Elements of quantum information theory: from entanglement to open quantum systems dynamics, via the quantum measurement process.
Theory of open quantum systems, i.e. interacting with the external environment: from quantum maps to the analysis of entropy and information, from error correction to optimal control theory, towards the new millennium quantum technologies.
- M.A. Nielsen and I.A. Chuang, "Quantum computation and quantum information", Cambridge University Press (2003).
- M.W. Wilde, "Quantum Information Theory", Cambridge University Press (2013).
- H.-P. Breuer and F. Petruccione, "The theory of open quantum systems", Oxford University Press (2002).
- I. Bengtsson and K. Zyczkowski, "Geometry of quantum states", Cambridge University Press (2006).
- P. Kaye, R. Laflamme, M. Mosca, "An introduction to Quantum Computing", Oxford University Press (2007).
- T. Heinosaari and M. Ziman, "The Mathematical Language of Quantum Theory: From Uncertainty to Entanglement", Cambridge University Press (2011).
Learning Objectives
Aim of this course is to help the students acquiring
- knowledge of the formal and conceptual tools of quantum information theory, with attention focused upon those needed in the analysis of recent advances in quantum communication, quantum computation, and quantum technologies in general;
- understanding the difference between classical and quantum information theory, particularly as far as the different measurement process is concerned;
- skills for effectively exploit the relation between quantum information theory and open quantum systems dynamics in the framework of quantum technoloties.
Prerequisites
Quantum Mechanics and related mathematical tools, with special relevance of those pertaining advanced linear algebra.
Teaching Methods
Lectures at the blackboard, with examples and exercises. Some lectures will be complemented with images and video projections.

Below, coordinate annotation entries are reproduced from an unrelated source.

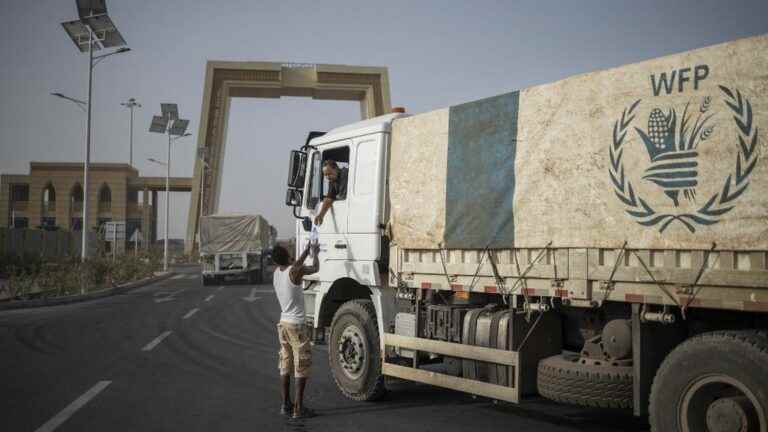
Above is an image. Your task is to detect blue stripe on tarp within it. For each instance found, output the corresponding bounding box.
[444,92,520,249]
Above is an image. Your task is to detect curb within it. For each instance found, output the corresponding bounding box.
[0,272,174,312]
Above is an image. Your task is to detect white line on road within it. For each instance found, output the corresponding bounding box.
[35,381,112,432]
[141,330,171,351]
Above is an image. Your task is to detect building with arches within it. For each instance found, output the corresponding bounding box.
[0,162,192,244]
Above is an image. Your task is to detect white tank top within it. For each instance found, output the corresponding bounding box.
[272,266,305,324]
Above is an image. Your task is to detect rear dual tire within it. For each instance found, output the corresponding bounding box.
[328,300,386,401]
[650,330,768,432]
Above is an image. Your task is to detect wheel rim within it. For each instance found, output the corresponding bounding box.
[338,324,368,380]
[679,374,766,432]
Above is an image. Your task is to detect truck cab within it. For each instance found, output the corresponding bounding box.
[286,113,406,330]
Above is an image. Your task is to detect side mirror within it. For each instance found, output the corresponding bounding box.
[288,150,307,189]
[285,189,303,207]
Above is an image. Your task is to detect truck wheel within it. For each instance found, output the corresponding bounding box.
[328,300,386,401]
[537,354,632,408]
[650,330,768,432]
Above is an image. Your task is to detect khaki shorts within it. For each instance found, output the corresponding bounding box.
[277,322,312,378]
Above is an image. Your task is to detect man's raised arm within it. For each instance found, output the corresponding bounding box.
[289,243,320,285]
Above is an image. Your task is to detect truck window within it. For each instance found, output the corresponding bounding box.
[321,146,349,201]
[307,152,323,209]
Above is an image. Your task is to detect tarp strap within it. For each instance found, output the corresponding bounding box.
[509,241,552,319]
[600,240,627,305]
[680,242,720,319]
[632,250,685,318]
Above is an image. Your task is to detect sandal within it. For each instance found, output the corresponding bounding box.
[280,402,293,417]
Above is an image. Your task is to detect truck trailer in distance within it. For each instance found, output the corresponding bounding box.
[286,36,768,432]
[200,214,277,285]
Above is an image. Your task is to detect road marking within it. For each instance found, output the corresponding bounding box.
[155,288,184,303]
[141,330,171,351]
[243,288,261,303]
[35,381,112,432]
[155,297,176,303]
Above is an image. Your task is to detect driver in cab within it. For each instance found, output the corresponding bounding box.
[315,159,349,226]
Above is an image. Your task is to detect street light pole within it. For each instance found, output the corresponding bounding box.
[163,132,171,272]
[60,0,130,264]
[120,98,141,166]
[149,103,191,272]
[80,27,93,264]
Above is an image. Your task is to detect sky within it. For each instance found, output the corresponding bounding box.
[0,0,768,238]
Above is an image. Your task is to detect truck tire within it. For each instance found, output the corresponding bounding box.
[536,354,632,408]
[328,300,386,401]
[649,330,768,432]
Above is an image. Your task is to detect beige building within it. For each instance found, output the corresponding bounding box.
[0,162,192,244]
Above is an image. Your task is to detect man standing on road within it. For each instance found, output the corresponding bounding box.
[315,159,349,225]
[272,243,320,419]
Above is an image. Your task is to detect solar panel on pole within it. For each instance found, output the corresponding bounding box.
[77,0,107,19]
[61,20,101,53]
[168,119,189,136]
[149,116,168,133]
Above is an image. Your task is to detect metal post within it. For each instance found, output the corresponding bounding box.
[163,133,171,272]
[197,161,205,221]
[80,27,93,266]
[128,104,135,166]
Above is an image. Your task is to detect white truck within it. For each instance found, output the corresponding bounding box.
[286,36,768,432]
[200,214,277,285]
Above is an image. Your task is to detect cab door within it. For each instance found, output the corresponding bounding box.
[297,140,352,274]
[347,134,384,261]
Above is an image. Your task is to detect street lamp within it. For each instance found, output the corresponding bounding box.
[60,0,130,264]
[120,98,141,166]
[197,147,210,223]
[51,93,88,112]
[149,103,192,272]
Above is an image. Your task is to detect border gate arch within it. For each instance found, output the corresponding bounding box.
[184,61,391,253]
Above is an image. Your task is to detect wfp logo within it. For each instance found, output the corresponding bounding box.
[608,86,758,233]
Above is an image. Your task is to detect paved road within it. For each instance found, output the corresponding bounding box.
[0,267,646,432]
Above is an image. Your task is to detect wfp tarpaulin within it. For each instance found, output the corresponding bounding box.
[200,214,277,254]
[389,36,768,250]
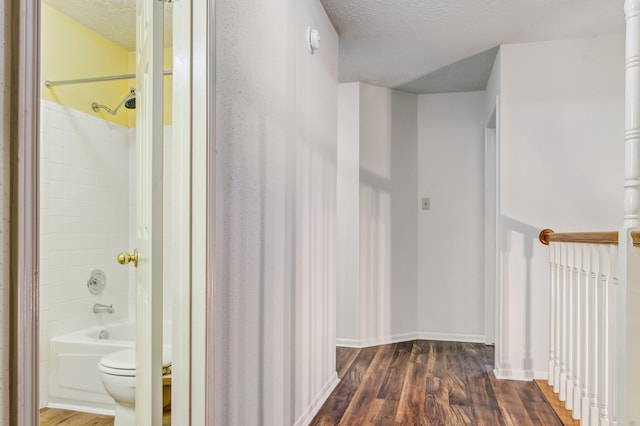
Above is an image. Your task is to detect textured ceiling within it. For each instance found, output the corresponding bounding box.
[321,0,624,93]
[44,0,624,93]
[44,0,173,51]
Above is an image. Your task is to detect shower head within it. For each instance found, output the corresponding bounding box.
[91,87,136,115]
[124,96,136,109]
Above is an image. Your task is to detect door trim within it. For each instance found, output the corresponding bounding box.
[4,0,210,425]
[5,0,40,425]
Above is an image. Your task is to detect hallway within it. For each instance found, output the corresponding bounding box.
[311,340,562,426]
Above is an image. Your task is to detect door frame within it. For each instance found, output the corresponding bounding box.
[4,0,215,425]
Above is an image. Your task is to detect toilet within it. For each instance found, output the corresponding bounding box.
[98,345,171,426]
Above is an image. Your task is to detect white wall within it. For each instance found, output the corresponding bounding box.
[336,83,360,345]
[213,0,338,426]
[40,101,131,406]
[496,36,624,377]
[40,100,175,407]
[337,83,418,346]
[417,92,486,341]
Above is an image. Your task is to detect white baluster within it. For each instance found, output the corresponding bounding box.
[553,243,562,393]
[598,245,612,426]
[564,244,575,410]
[548,243,558,386]
[580,244,592,425]
[589,244,600,426]
[571,244,584,419]
[558,243,570,401]
[607,246,619,426]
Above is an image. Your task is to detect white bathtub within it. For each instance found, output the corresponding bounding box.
[48,320,171,414]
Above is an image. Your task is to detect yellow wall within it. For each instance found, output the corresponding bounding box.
[41,3,172,127]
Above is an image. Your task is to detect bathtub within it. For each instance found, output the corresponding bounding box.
[48,320,171,414]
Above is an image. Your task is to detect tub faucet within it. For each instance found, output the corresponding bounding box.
[93,303,115,314]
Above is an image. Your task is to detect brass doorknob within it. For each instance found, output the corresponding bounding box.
[118,249,138,268]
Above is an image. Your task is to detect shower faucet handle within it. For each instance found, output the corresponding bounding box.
[93,303,115,314]
[118,249,138,268]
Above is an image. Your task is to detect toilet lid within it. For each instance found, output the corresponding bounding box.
[98,345,171,377]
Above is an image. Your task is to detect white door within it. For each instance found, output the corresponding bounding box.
[136,0,164,426]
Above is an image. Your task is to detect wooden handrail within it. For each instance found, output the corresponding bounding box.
[538,229,620,245]
[538,229,640,247]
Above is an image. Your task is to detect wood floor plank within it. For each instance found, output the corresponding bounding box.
[534,380,580,426]
[342,345,396,424]
[311,340,561,426]
[40,408,113,426]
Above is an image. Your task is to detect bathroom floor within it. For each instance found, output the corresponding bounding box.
[40,408,113,426]
[40,408,171,426]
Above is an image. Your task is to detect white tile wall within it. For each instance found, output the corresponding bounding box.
[40,101,132,406]
[40,101,175,407]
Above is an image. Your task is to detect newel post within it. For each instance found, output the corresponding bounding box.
[612,0,640,426]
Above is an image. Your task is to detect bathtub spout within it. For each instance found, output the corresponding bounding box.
[93,303,115,314]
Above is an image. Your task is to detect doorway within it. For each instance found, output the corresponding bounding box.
[11,0,212,424]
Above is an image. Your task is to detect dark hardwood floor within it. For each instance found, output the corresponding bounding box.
[311,340,562,426]
[40,408,113,426]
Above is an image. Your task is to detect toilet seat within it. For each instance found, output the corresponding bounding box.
[98,345,171,377]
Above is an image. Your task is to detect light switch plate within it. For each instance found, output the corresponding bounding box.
[422,198,431,210]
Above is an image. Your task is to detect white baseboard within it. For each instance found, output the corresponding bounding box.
[493,368,549,382]
[47,402,116,416]
[418,331,484,343]
[336,332,484,348]
[295,372,340,426]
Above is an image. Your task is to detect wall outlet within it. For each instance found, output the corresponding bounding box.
[422,198,431,210]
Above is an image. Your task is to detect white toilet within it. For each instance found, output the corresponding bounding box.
[98,345,171,426]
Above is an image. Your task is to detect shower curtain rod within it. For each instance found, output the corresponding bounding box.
[44,71,173,87]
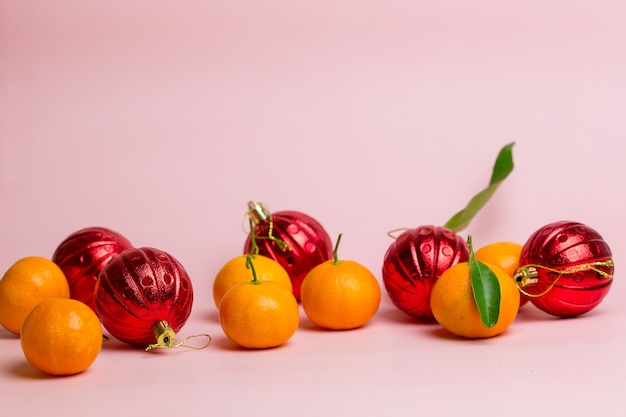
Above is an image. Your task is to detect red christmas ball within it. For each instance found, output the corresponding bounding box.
[244,202,333,300]
[383,226,469,321]
[515,221,613,317]
[52,227,132,311]
[95,248,193,347]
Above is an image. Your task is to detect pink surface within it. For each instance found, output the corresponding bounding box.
[0,0,626,416]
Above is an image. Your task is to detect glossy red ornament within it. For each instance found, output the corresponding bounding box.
[515,221,614,317]
[95,247,193,347]
[52,227,133,311]
[244,202,333,300]
[383,226,469,321]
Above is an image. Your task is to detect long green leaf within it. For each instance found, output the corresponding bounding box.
[467,236,500,327]
[444,142,515,232]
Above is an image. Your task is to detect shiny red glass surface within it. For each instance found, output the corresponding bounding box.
[52,227,132,311]
[520,221,614,317]
[383,226,469,321]
[244,211,333,300]
[95,248,193,347]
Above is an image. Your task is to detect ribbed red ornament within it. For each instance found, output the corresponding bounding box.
[515,221,614,317]
[244,202,333,300]
[95,247,193,347]
[383,226,469,321]
[52,227,132,311]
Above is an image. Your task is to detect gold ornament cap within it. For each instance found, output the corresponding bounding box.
[513,266,539,287]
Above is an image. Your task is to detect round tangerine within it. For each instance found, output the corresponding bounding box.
[0,256,70,334]
[430,262,520,339]
[300,260,381,330]
[20,298,102,375]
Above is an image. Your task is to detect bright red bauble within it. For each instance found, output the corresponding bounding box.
[52,227,132,311]
[383,226,469,321]
[244,202,333,300]
[515,221,613,317]
[95,247,193,347]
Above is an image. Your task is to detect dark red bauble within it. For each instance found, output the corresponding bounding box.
[383,226,469,321]
[244,202,333,300]
[515,221,613,317]
[95,248,193,347]
[52,227,133,311]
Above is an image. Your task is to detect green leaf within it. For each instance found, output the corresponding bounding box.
[444,142,515,232]
[467,236,500,327]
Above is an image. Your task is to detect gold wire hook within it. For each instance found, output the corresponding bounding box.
[515,259,614,298]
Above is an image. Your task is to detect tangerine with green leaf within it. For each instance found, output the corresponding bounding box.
[219,255,300,349]
[300,235,381,330]
[476,242,528,306]
[430,236,520,339]
[213,255,293,309]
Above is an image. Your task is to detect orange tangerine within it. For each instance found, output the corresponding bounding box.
[0,256,70,334]
[430,262,520,339]
[300,235,381,330]
[476,242,528,306]
[20,298,102,375]
[219,257,300,349]
[213,255,292,308]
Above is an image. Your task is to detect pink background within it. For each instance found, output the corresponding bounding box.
[0,0,626,416]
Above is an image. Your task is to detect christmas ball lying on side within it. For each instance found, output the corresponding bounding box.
[244,202,333,301]
[52,227,133,311]
[515,221,614,317]
[95,247,193,347]
[383,226,469,321]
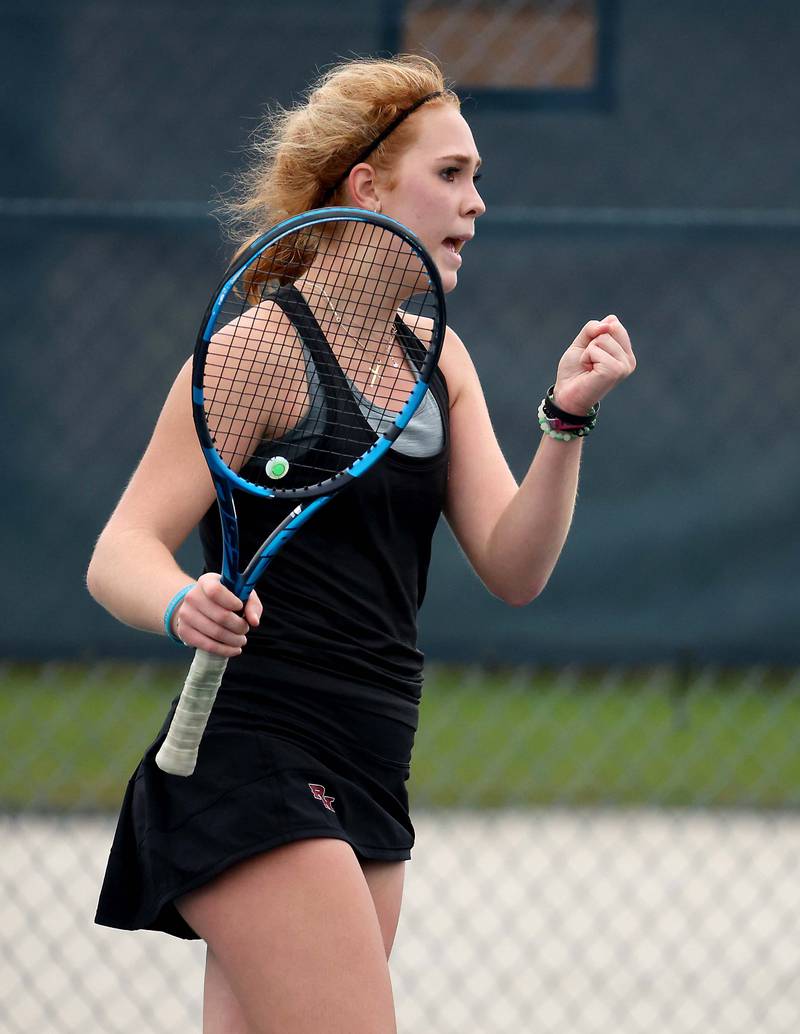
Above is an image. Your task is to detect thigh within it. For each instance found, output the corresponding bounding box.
[361,861,405,959]
[177,839,397,1034]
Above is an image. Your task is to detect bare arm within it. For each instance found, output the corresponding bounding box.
[87,363,260,657]
[445,316,636,606]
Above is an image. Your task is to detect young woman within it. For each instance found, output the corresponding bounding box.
[88,57,636,1034]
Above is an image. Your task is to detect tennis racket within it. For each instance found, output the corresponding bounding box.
[156,208,445,776]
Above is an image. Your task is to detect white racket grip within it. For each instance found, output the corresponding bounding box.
[156,649,227,776]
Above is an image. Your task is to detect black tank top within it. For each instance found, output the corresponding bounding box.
[199,287,450,710]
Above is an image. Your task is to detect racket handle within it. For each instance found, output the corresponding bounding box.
[156,649,227,776]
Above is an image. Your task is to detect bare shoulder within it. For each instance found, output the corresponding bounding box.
[209,300,302,366]
[400,312,475,408]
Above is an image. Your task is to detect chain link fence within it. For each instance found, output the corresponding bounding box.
[0,665,800,1034]
[0,0,800,1034]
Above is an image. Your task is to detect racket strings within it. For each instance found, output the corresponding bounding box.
[203,220,439,489]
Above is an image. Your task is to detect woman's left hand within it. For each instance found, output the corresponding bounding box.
[553,315,636,416]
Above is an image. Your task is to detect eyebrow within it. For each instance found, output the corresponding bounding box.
[438,154,482,169]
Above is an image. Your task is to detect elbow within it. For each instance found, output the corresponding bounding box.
[86,536,110,607]
[489,582,547,607]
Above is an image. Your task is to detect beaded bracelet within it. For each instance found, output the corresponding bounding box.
[164,582,197,646]
[537,385,599,442]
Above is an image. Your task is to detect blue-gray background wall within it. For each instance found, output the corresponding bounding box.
[0,0,800,664]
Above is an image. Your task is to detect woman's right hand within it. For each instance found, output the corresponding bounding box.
[172,574,264,657]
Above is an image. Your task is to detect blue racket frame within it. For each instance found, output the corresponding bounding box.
[191,207,447,602]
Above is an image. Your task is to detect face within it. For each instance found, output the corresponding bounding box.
[376,104,486,291]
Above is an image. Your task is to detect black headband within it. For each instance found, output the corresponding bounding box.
[322,90,444,202]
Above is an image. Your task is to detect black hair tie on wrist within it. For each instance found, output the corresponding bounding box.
[543,385,599,427]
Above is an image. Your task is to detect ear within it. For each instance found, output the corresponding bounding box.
[347,161,380,212]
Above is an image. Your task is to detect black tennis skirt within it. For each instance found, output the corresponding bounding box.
[95,655,417,939]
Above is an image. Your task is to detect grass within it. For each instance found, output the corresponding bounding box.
[0,664,800,811]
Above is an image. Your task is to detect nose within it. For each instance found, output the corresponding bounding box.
[464,181,486,219]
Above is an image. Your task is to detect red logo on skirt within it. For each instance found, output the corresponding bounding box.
[308,783,336,812]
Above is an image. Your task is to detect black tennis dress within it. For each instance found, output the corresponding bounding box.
[95,288,449,938]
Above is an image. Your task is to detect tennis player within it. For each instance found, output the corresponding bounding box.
[88,56,636,1034]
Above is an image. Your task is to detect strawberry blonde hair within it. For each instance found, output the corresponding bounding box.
[222,54,460,287]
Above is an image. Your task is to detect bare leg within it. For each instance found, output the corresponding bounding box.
[178,840,397,1034]
[361,861,405,959]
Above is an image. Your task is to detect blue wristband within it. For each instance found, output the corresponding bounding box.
[164,582,197,646]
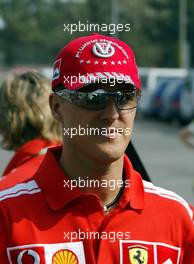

The exam consists of a colloquium at the blackboard of about 3/4 of an hour. Three options are available to the student: 1) traditional oral exam on the course programme, 2) seminar on a scientific publication previously discussed with the professor, 3) lesson on a topic being randomly chosen from the list below.
01 - First and second postulate of QM, Bloch sphere and single-qubit logical gates.
02 - Measurement postulate: POVM e PVM
03 - Fourth postulate: "statistical" density operator and reduced density operator
04 - Measurement-like dynamics, decoherence and Ozawa model
05 - Entanglement, von Neumann entropy, fidelity...
06 - Bell ineguality
07 - Introduction to classical information theory
08 - First Shannon theorem (noise-less coding theorem)
09 - State tomography, concurrence and QPT
10 - Dynamics of open quantum systems: universal dynamical maps
11 - Dynamics of open quantum systems: GKS-Lindblad equation
12 - Second Shannon theorem (noisy channel coding theorem)
13 - Representations of quantum channels
14 - Examples and properties of quantum channels
15 - One-qubit quantum channels
16 - Distance measures between quantum states
17 - Quantum noiseless coding theorem (Schumacher & Jozsa)
18 - Quantum noisy-channel coding theorem (Holevo, Schumacher & Westmoreland)
19 - Theorem for the quantum channel capacity (Lloyd, Shor, Devetak)
20 - Superdense coding and quantum teleportation
21 - Quantum Cryptography
22 - Quantum Algorithms, Quantum Fourier Transform, and applications
Course program
Axioms of Quantum Mechanics and elements of quantum computation: states and qubits, Majorana-Bloch sphere, evolution and logical gates, states of composite systems and entanglement, Bell states. Quantum measurement process according to the minimal interpretation (projective measurement and POVM). The Bell inequality.
Tools for information theory:
Information content and entropy, Shannon theorem. Von Neumann entropy and entanglement of formation. Entanglement measures and estimators. Distance between quantum states. Fisher information and elements of quantum estimation theory.
Open quantum systems dynamics:
Decoherence and dissipation. Dynamical maps, quantum channels and Kraus operators. Markovianity and Gorini-Kossakowski-Sudarshan-Lindblad equation. Quantum state and process tomography. Quantum Error correction. Physical implementations: from quantum biology to the controlled manipulation of atomic, molecular and photonic systems.